Images are the most visual modality, so we’ll use them as the primary example — though the same principles apply to text, audio, and anything else you can embed.
Two ways to classify from an embedding: zero-shot or a trained head
Foundation Models
CLIP is the most popular but not the only option with a shared embedding space:
- SigLIP — drop-in alternative to CLIP, increasingly the go-to choice. Better embeddings, same API.
- MetaCLIP — same CLIP architecture, just better training data curation.
- EVA-CLIP — same architecture with improved training recipes.
- ALIGN — Google never fully open-sourced the original weights. Some reproductions exist.

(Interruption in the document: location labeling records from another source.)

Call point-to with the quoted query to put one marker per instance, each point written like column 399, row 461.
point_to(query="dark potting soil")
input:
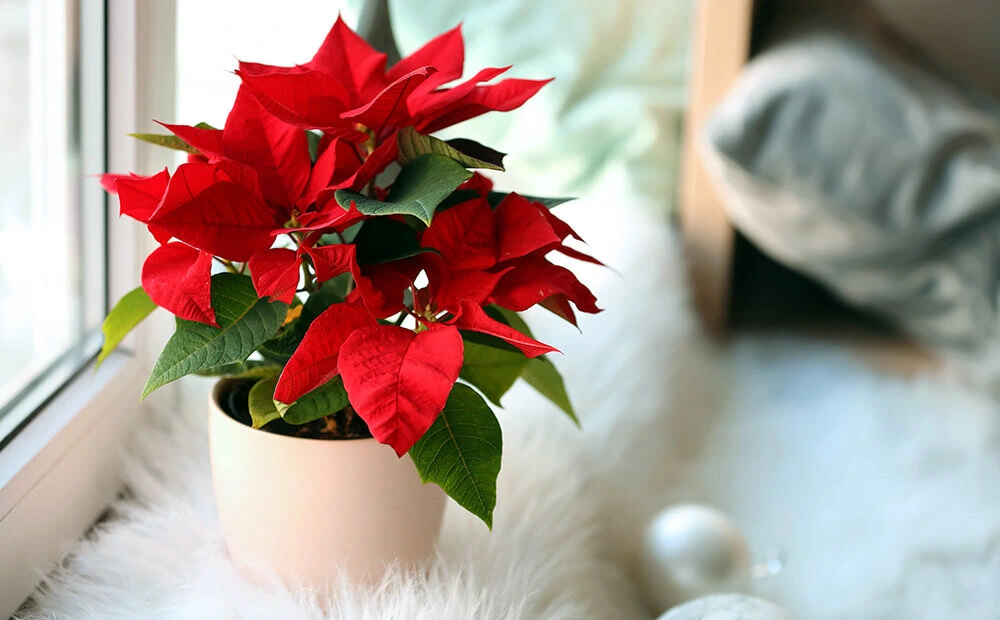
column 344, row 424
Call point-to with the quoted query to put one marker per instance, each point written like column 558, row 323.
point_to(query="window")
column 77, row 76
column 52, row 226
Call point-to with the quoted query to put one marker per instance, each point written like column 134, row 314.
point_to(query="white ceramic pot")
column 309, row 508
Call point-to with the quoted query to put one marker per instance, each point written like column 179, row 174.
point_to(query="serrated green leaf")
column 127, row 313
column 421, row 185
column 245, row 323
column 281, row 347
column 541, row 374
column 495, row 198
column 313, row 139
column 461, row 452
column 328, row 398
column 491, row 369
column 261, row 402
column 470, row 154
column 383, row 240
column 250, row 369
column 169, row 141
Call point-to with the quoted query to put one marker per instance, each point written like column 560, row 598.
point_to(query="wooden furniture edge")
column 721, row 47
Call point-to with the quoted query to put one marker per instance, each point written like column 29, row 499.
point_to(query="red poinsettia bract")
column 259, row 197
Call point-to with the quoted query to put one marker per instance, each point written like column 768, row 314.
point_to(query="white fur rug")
column 881, row 494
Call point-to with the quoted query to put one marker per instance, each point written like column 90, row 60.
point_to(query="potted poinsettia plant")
column 348, row 276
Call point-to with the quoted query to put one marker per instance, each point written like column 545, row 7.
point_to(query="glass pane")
column 51, row 220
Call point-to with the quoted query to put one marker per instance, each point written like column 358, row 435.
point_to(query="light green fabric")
column 616, row 106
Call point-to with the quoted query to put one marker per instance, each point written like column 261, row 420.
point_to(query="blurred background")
column 770, row 168
column 828, row 163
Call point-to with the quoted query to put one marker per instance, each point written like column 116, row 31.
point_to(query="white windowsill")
column 61, row 471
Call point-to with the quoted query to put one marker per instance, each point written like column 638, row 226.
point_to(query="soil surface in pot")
column 344, row 424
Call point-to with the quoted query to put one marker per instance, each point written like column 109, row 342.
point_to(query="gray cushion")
column 875, row 177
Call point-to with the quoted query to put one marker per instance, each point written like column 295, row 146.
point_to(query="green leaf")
column 250, row 369
column 541, row 374
column 245, row 322
column 383, row 240
column 169, row 141
column 421, row 185
column 127, row 313
column 313, row 139
column 328, row 398
column 469, row 153
column 461, row 452
column 261, row 402
column 281, row 347
column 509, row 317
column 492, row 369
column 495, row 198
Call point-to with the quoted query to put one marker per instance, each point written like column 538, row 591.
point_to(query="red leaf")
column 479, row 183
column 329, row 217
column 335, row 163
column 178, row 278
column 275, row 274
column 382, row 286
column 562, row 228
column 473, row 318
column 307, row 99
column 379, row 160
column 139, row 197
column 429, row 102
column 315, row 360
column 522, row 228
column 204, row 208
column 449, row 287
column 559, row 305
column 398, row 381
column 347, row 57
column 534, row 280
column 578, row 255
column 208, row 141
column 446, row 53
column 330, row 261
column 502, row 97
column 389, row 106
column 465, row 235
column 278, row 151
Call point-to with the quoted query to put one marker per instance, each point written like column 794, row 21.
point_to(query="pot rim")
column 213, row 401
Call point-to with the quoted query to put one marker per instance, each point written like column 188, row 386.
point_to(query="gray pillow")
column 873, row 176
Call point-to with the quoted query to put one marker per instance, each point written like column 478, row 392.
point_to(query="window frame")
column 62, row 469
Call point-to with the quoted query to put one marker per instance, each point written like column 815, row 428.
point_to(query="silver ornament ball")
column 727, row 607
column 690, row 551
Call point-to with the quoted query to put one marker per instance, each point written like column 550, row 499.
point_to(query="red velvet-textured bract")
column 178, row 278
column 473, row 318
column 275, row 274
column 315, row 361
column 398, row 381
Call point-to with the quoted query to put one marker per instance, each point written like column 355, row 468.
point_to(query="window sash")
column 60, row 472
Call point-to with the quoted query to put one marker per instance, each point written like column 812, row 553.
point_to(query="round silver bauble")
column 690, row 551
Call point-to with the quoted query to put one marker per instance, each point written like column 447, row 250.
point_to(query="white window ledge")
column 60, row 472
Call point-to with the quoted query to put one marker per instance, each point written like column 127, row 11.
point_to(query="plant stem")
column 310, row 280
column 227, row 264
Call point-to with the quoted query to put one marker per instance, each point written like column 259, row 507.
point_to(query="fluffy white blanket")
column 880, row 493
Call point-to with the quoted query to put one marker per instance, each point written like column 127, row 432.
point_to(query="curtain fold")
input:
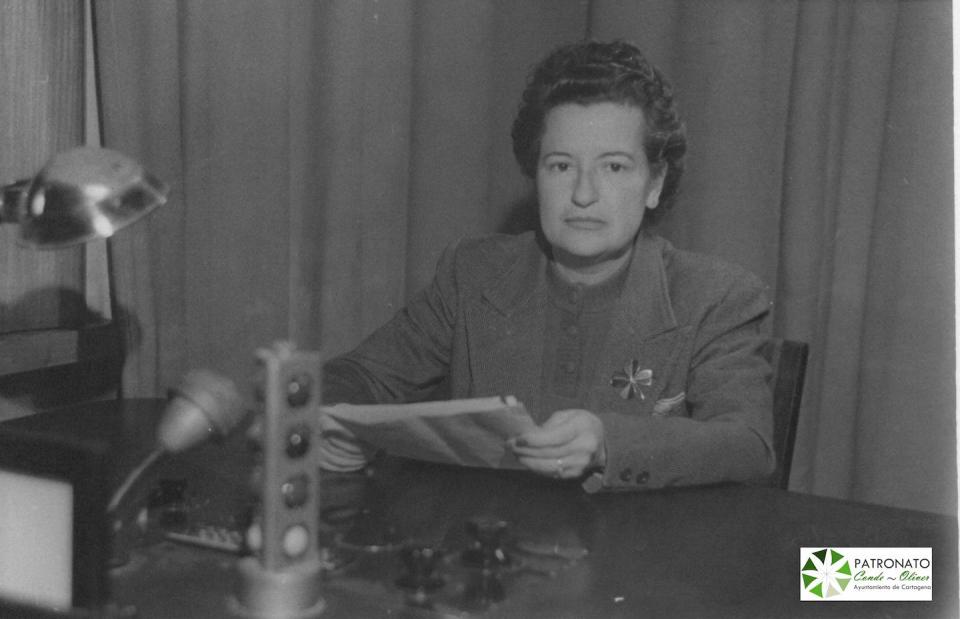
column 322, row 154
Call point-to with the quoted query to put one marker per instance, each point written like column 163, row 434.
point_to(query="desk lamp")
column 79, row 195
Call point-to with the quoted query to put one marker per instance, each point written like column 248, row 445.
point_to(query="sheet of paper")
column 470, row 432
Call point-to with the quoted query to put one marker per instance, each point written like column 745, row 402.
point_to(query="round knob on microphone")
column 205, row 404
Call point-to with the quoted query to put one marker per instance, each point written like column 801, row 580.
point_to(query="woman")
column 640, row 362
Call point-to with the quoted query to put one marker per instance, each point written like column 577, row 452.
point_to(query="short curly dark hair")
column 591, row 72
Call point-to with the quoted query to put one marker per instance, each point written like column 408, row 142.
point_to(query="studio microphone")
column 204, row 406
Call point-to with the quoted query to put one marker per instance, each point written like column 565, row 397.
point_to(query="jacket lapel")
column 644, row 330
column 505, row 331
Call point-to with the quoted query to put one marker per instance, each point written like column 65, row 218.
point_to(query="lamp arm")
column 12, row 199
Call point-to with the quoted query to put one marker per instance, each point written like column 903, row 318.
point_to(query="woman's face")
column 594, row 182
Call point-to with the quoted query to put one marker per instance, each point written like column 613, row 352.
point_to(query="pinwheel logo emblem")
column 826, row 573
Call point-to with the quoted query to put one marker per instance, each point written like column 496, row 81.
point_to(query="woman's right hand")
column 339, row 449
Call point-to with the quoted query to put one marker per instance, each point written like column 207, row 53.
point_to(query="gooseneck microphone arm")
column 205, row 405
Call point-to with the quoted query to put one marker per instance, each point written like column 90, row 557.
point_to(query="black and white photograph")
column 456, row 309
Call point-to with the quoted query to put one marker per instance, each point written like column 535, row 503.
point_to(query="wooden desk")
column 721, row 551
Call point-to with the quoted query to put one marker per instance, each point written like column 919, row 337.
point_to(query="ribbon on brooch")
column 629, row 380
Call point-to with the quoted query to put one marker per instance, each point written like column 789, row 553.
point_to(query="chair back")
column 789, row 362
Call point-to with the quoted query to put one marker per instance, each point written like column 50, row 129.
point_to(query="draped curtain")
column 322, row 154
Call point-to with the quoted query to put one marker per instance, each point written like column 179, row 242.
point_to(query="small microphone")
column 205, row 404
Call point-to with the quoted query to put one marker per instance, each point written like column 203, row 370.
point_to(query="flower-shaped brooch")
column 629, row 380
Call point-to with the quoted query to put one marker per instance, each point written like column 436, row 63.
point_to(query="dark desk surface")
column 720, row 551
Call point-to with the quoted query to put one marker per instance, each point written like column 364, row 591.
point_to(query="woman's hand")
column 566, row 446
column 339, row 450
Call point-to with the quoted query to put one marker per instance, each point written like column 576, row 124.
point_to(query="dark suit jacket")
column 703, row 414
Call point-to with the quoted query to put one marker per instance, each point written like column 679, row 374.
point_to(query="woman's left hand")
column 566, row 446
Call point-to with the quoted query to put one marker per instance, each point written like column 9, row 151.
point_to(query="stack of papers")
column 469, row 432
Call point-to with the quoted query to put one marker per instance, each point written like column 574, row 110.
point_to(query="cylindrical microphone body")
column 205, row 404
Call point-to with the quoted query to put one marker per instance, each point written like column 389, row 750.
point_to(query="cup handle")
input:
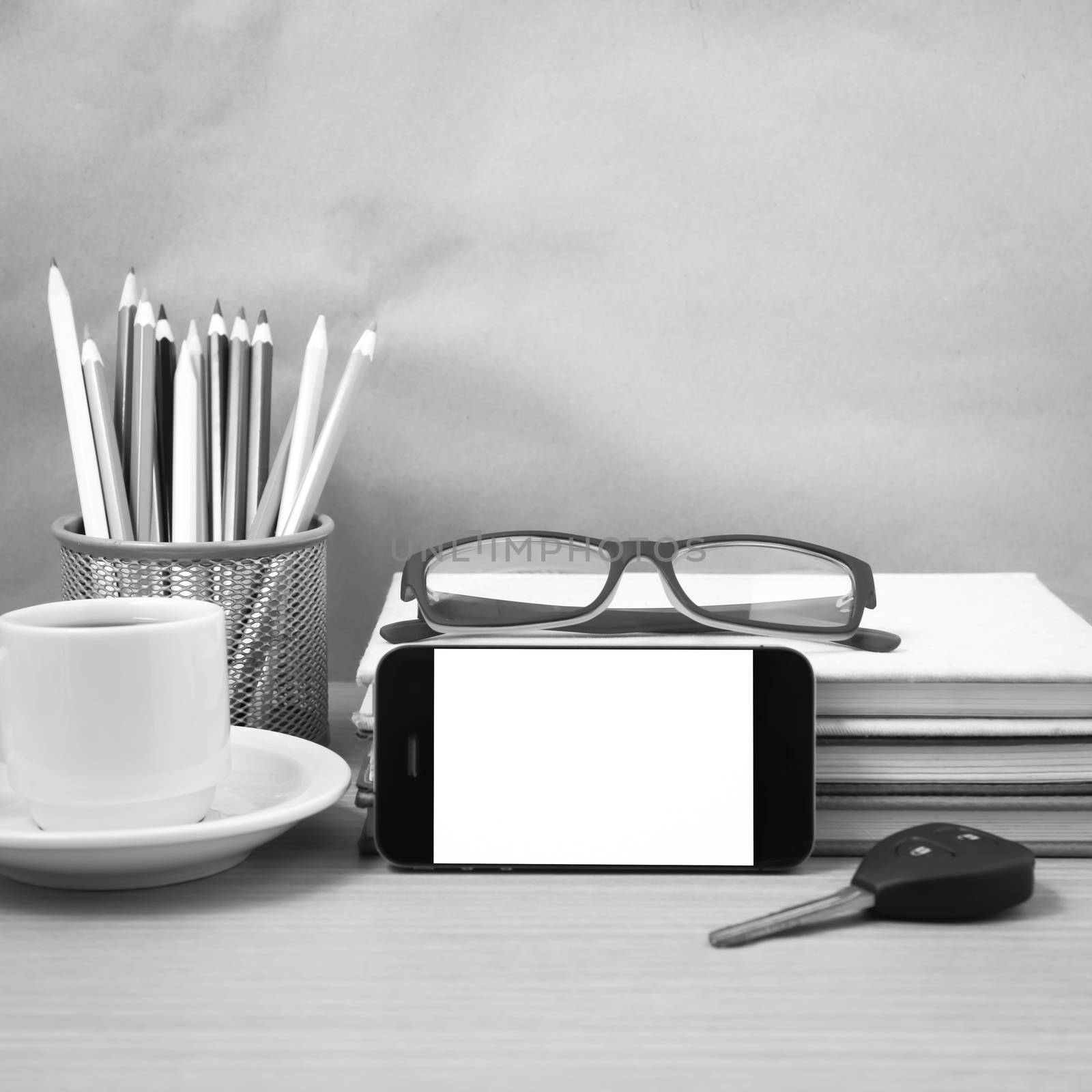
column 3, row 700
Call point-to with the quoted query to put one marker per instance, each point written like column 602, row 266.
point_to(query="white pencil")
column 258, row 431
column 124, row 367
column 333, row 431
column 186, row 495
column 307, row 418
column 142, row 422
column 111, row 474
column 216, row 364
column 263, row 523
column 236, row 444
column 76, row 407
column 197, row 355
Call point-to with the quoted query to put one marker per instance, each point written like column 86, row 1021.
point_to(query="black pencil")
column 216, row 366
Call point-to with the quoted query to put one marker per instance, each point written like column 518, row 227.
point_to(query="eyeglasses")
column 526, row 581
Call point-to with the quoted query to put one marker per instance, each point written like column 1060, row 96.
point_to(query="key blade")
column 849, row 900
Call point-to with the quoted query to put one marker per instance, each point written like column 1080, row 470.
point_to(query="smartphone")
column 594, row 758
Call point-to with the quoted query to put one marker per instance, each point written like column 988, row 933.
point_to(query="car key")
column 934, row 873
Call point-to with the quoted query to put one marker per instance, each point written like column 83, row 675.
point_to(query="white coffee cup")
column 114, row 713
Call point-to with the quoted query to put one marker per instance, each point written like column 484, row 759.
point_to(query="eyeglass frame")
column 627, row 551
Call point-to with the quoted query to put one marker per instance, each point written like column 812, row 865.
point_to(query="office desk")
column 308, row 968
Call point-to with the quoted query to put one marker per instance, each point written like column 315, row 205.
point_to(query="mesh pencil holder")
column 273, row 592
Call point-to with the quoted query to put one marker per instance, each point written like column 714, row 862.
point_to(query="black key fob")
column 944, row 873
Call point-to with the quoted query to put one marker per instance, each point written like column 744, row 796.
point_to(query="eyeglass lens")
column 769, row 584
column 513, row 579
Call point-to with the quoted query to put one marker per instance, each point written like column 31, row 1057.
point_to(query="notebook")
column 986, row 646
column 1051, row 826
column 988, row 760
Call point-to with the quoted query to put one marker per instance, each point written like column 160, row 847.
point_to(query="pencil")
column 186, row 495
column 306, row 418
column 165, row 363
column 265, row 522
column 258, row 444
column 216, row 367
column 156, row 533
column 330, row 438
column 76, row 407
column 111, row 475
column 124, row 367
column 194, row 340
column 142, row 424
column 235, row 446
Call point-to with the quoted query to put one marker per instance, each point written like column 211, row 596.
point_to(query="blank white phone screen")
column 638, row 757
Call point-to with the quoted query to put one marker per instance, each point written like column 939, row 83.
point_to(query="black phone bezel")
column 784, row 756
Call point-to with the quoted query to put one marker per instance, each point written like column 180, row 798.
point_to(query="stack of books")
column 982, row 717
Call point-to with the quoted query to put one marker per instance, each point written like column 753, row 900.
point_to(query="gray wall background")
column 820, row 270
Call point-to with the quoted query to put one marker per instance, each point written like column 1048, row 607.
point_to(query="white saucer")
column 276, row 781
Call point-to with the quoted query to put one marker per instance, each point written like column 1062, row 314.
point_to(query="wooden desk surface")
column 308, row 968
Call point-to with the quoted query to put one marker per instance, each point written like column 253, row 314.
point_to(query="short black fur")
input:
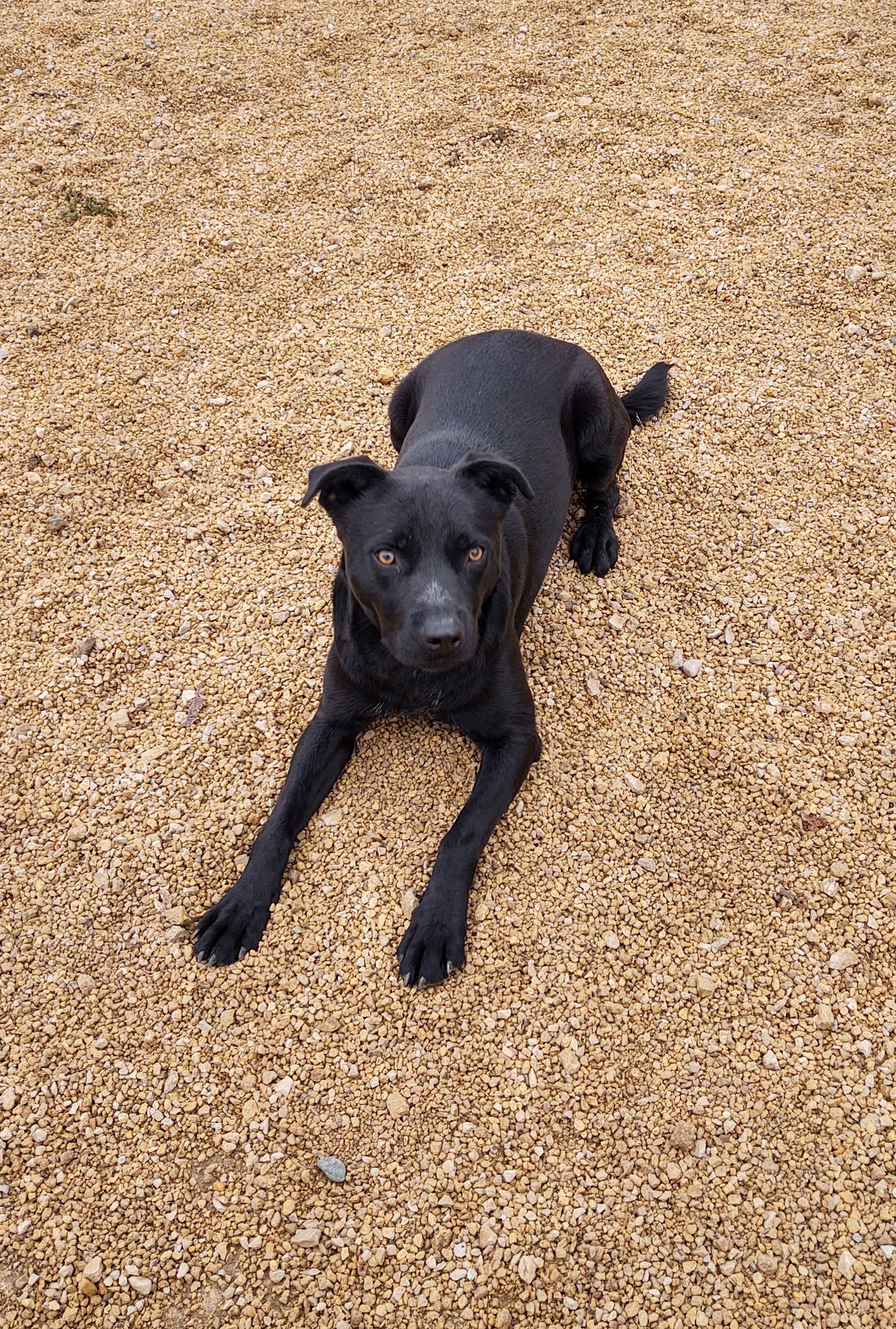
column 443, row 557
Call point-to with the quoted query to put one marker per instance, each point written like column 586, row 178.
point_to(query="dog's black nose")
column 443, row 636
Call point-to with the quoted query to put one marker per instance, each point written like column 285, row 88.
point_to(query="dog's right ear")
column 338, row 483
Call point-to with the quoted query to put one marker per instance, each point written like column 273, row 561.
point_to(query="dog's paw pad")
column 431, row 949
column 595, row 548
column 230, row 929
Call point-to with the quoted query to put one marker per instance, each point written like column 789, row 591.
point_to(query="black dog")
column 442, row 561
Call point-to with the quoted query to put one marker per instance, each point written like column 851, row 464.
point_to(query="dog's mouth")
column 432, row 664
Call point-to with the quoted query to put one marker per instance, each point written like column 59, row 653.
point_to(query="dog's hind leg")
column 598, row 426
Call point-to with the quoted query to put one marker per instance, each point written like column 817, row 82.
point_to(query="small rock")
column 398, row 1105
column 684, row 1135
column 332, row 1167
column 528, row 1269
column 307, row 1238
column 824, row 1017
column 846, row 1264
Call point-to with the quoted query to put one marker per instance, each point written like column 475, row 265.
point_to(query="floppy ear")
column 338, row 483
column 499, row 479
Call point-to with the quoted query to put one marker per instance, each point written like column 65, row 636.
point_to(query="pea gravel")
column 662, row 1090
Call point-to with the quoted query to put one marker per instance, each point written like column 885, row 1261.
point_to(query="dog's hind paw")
column 230, row 929
column 595, row 547
column 431, row 948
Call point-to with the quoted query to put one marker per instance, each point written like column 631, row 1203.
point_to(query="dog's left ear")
column 499, row 479
column 338, row 483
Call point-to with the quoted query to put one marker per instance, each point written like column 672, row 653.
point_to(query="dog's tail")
column 648, row 398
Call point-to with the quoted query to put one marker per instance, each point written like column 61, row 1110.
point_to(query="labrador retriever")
column 443, row 557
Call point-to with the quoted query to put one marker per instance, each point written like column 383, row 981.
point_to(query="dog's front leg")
column 236, row 924
column 434, row 943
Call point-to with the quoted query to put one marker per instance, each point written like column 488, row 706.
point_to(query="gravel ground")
column 662, row 1090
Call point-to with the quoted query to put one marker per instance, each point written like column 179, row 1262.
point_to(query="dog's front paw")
column 232, row 927
column 432, row 946
column 595, row 547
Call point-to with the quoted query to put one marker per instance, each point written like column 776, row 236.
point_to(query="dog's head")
column 422, row 548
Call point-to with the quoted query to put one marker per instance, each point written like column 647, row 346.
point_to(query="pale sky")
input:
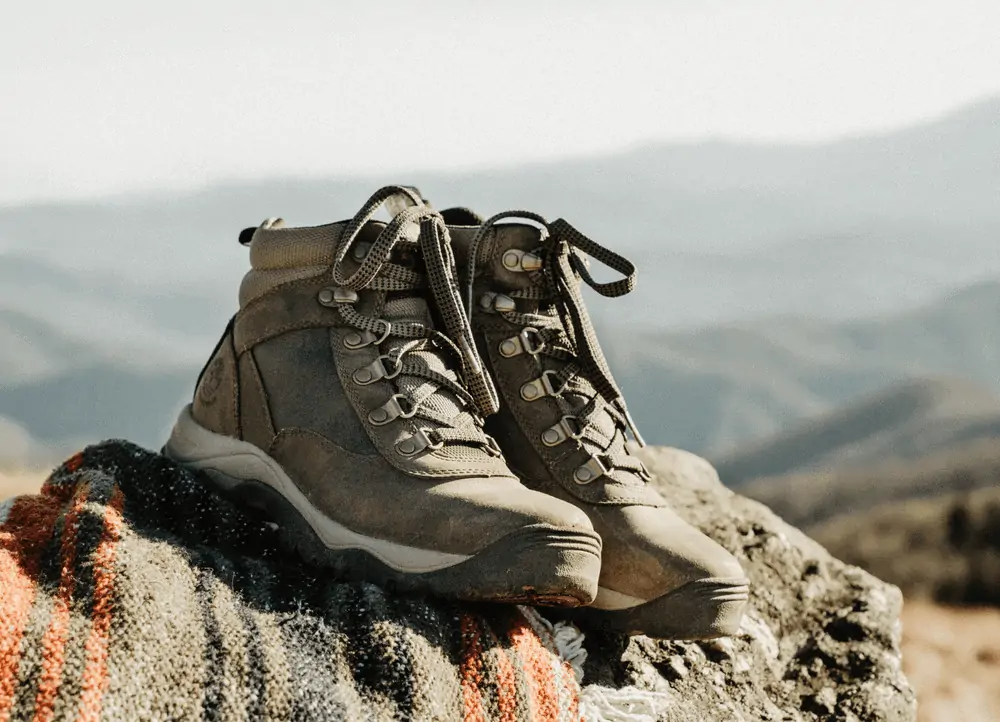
column 112, row 96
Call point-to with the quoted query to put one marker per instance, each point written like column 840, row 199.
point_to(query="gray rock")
column 820, row 640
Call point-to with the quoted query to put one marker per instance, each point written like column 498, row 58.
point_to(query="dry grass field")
column 952, row 658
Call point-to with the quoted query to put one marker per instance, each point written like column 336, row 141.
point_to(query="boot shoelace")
column 473, row 388
column 561, row 329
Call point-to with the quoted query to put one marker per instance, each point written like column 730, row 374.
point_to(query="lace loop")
column 571, row 340
column 419, row 226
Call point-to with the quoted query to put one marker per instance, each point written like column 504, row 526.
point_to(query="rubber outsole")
column 701, row 609
column 538, row 564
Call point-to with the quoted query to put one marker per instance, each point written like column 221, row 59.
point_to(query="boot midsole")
column 230, row 461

These all work the same way — encode image and text into the same vector space, compare with cosine similarity. They’re all fast, batchable, and work for both zero-shot and as embedding backbones for training heads.
One caveat: if you swap the foundation model (say, CLIP for SigLIP), every stored embedding is invalidated. You re-embed your entire corpus. Choose your backbone carefully — it’s a commitment.
Zero-Shot Classification
Models like CLIP can classify images against arbitrary text labels with no training data. Provide candidate labels (“cat”, “dog”, “car”), the model embeds both the image and each label into the same vector space, and the highest cosine similarity wins. This works well for broad categories — “human” vs “no human” is reliable for obvious cases, though it falls apart at the edges (a tiny face on a badge, a statue, a cartoon character).
Where it breaks down: content rating (G vs PG vs R vs X). The boundary between PG and R is culturally defined, context-dependent, and not something CLIP learned from alt-text on the internet. Zero-shot has no way to learn a specific threshold.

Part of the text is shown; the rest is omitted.